I didn’t consider Herdis’ grief, until now, because she is just a woman.
It was not that way with my second born son Oraekja. My loyal soldier, a chieftain who enjoyed my enemies as his own enemies. My own fault I suppose. Alliances I sought to manage by marriages turned against me and Oraekja. How could I have known then that Kolbein would turn against me after the death of my daughter, his wife, and worse, Gissur would turn against me too, even though he was my own son-in-law by Ingibjorg.
Yet my daughter Thordis, despite her youth and that I married her to a man decades her elder, had the wits of a man and was as cunning as Aud the Deep Minded. In many ways she rather than my own sons was most like me of all my children. She took power, despite the assertions of all the men around her. I mused how she so easily manipulated them and grabbed power right from under their noses. Had she and Oraekja been the same person, combined of their skills, then Iceland may have been Sturlunga forever, or at least Oraekja would not have suffered as he was made to suffer in Surt’s cave.
Oraekja tried to make peace with Battle Sturla at Reykholt, but that peace failed and Oraekja found himself in Sturla’s power. Sturla did not fail to exploit this situation. He disarmed Oraekja and his men and took my son captive. They rode to the glacier at Arnavatn Heath until they came to Hellisfitjar, the sky deep grey with heavy clouds, the wind like stinging nettles flinging shards and points of ice carried all the way from Greenland. They went into Surt’s cave and up to the stronghold. Sturla ordered Thorsteinn langabein to maim Oraekja, to put out his eye with a peg made from a sharpened spear. Thorsteinn did not want to do that but Sturla was firm in his order so Thorsteinn made the attempt. He was then ordered to castrate Oraekja. One of his testicles was cut from his body and they left him in that cave to bleed and suffer and die. But Oraekja did not die and his anger toward Sturla grew to fury with a desperation for revenge. Like so many he fell slave to his anger and lusted for retribution.

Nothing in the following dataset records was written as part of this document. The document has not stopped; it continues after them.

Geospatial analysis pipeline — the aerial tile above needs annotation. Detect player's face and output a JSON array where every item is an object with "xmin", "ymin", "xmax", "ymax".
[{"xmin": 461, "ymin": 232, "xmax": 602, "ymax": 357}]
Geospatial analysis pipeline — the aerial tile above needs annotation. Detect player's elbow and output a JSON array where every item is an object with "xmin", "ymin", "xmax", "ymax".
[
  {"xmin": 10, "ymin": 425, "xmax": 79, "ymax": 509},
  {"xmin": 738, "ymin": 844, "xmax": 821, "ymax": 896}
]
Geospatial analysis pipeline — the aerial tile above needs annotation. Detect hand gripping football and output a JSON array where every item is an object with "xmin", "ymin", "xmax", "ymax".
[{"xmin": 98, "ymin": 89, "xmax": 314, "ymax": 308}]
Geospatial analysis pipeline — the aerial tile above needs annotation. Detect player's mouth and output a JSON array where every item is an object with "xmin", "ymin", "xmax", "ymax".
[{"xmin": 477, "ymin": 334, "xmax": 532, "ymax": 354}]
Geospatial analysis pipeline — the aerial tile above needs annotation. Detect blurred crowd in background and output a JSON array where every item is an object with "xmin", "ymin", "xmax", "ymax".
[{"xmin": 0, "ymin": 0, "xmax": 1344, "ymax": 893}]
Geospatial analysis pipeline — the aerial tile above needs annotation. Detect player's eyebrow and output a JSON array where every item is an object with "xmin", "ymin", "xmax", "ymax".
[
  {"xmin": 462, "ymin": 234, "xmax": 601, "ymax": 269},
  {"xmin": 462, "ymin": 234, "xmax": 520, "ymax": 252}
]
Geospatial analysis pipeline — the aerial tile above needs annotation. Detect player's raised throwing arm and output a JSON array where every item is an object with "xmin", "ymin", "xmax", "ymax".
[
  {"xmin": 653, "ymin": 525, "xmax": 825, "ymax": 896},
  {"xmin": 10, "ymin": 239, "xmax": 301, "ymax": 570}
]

But Battle Sturla, my own nephew, wanted it all. He wanted my power and property, my influence and authority. He was a smart man and made smart strategy and tactics, but he was not a wise man. He had it in his mind to take my place as head of the Sturlunga. His father, my own brother Sighvat, gave him support in this venture. I could see, as others could see, that Battle Sturla intended to take all of my Iceland under him and any that opposed him, did not ally with him, could face their own downfall. He was a brutal man, not favorable to honest negotiation.
Gissur was a smart man as well. He wanted the same power and authority. You can see that despite my good and bold intentions those things that were just disputes between clans grew into war between the civil factions of my Iceland. Sides were taken, lines were drawn. All my good aims and alliances went for naught, in fact they went against me. Had I been able to see time unfolding perhaps I would have made different choices. Instead there was just deception, cruel torture and murder, without adherence to law or penalty.